Other unofficial estimates on older people's contribution to the economy have been carried out by UCL in 2012 and, in the same vein, the Centre for Economics and Business Research, among others.

"Yet since the crash, far fewer of the working-aged (i.e. between 16 and 65) are in jobs."

This depends on what period of time Ms Phillips is refering to. Between November 2007 and January 2008 28.8 million individuals (72.9% of the working population) were in work. According to the latest ONS estimates, 28.7 million individuals aged 16 to 64 are in work, which translates into 71.4% of the working age population.

This, as we can see, isn't the lowest number since the crisis began.

"When the Prime Minister boasts about record numbers in work (which he does, regularly) he has pensioners to thank. If it weren't for them, there would be some 160,000 fewer people in work."

It is true that the Prime Minister has talked about the record numbers in employment, and this is something that we have recently looked into.

We contacted Melanie Phillips to ask her how she calculated the 160,000 figure and are waiting to hear back.

In the meantime, we have looked at how much the 65+ employment level has grown since the last election, assuming this was the method employed by Ms.
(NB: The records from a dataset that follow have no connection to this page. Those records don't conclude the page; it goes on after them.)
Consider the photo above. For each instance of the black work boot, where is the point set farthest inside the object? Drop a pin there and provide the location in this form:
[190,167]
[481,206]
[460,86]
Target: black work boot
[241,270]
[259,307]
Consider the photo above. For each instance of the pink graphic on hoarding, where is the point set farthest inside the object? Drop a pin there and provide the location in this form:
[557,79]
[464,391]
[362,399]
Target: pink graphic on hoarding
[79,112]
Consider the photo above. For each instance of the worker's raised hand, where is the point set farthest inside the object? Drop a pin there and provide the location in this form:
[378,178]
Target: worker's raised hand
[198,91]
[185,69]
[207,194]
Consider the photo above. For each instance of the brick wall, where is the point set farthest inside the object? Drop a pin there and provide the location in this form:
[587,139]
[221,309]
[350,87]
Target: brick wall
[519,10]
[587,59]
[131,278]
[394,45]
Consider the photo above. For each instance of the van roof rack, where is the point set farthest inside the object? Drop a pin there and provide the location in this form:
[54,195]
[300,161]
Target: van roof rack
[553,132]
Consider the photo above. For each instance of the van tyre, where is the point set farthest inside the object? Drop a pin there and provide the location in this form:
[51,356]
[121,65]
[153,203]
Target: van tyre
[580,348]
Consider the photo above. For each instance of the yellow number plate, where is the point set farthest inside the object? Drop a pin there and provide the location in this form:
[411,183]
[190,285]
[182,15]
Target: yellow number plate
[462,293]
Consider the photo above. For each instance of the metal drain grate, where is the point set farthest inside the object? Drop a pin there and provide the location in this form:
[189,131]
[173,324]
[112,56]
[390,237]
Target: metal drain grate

Phillips. However, we don't know for sure which data points she was comparing. In the April-June 2010 period- (which covers the May election period - 823,000 over 65s were in work. The latest estimates for March- May 2013 show 992,000 over 65s in work. This is a rise of 169,000.
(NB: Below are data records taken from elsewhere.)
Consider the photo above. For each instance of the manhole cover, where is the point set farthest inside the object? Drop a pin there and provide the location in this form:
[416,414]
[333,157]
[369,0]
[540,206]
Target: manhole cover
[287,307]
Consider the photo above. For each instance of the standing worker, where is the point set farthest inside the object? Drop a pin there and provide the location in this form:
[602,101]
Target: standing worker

Commenting on these figures, an ONS spokesperson has told us that:

"The labour market isn't a zero sum game... there is little evidence to suggest the labour market would be worse without the rise in older workers in employment nor that they displace younger workers by remaining in employment longer. Either argument would be an over-simplification."

"Today, 20 per cent of British youth are unemployed — but the jobs market still absorbs some 600 immigrants a day and more oldies than ever."

The first figure is close enough. Currently 18.7% of individuals aged 18-24 are unemployed.

The second figure most likely derives from the May 2013 ONS Labour Market statistical bulletin which detailed the employment levels and rates by country of birth and nationality. In the last year the number of foreign nationals in employment went up by 225,000 or 616 per day.

Here we have tried to source some of the many claims from the original Spectator article. We haven't tried to assess Melanie Phillips' argument, although the ONS did comment that "there is little evidence to suggest the labour market would be worse without the rise in older workers in employment." All of these claims but one can be traced to official statistics. As we pointed out earlier, the estimates on older people's overall contribution to the economy were one private assessment commissioned by an age charity.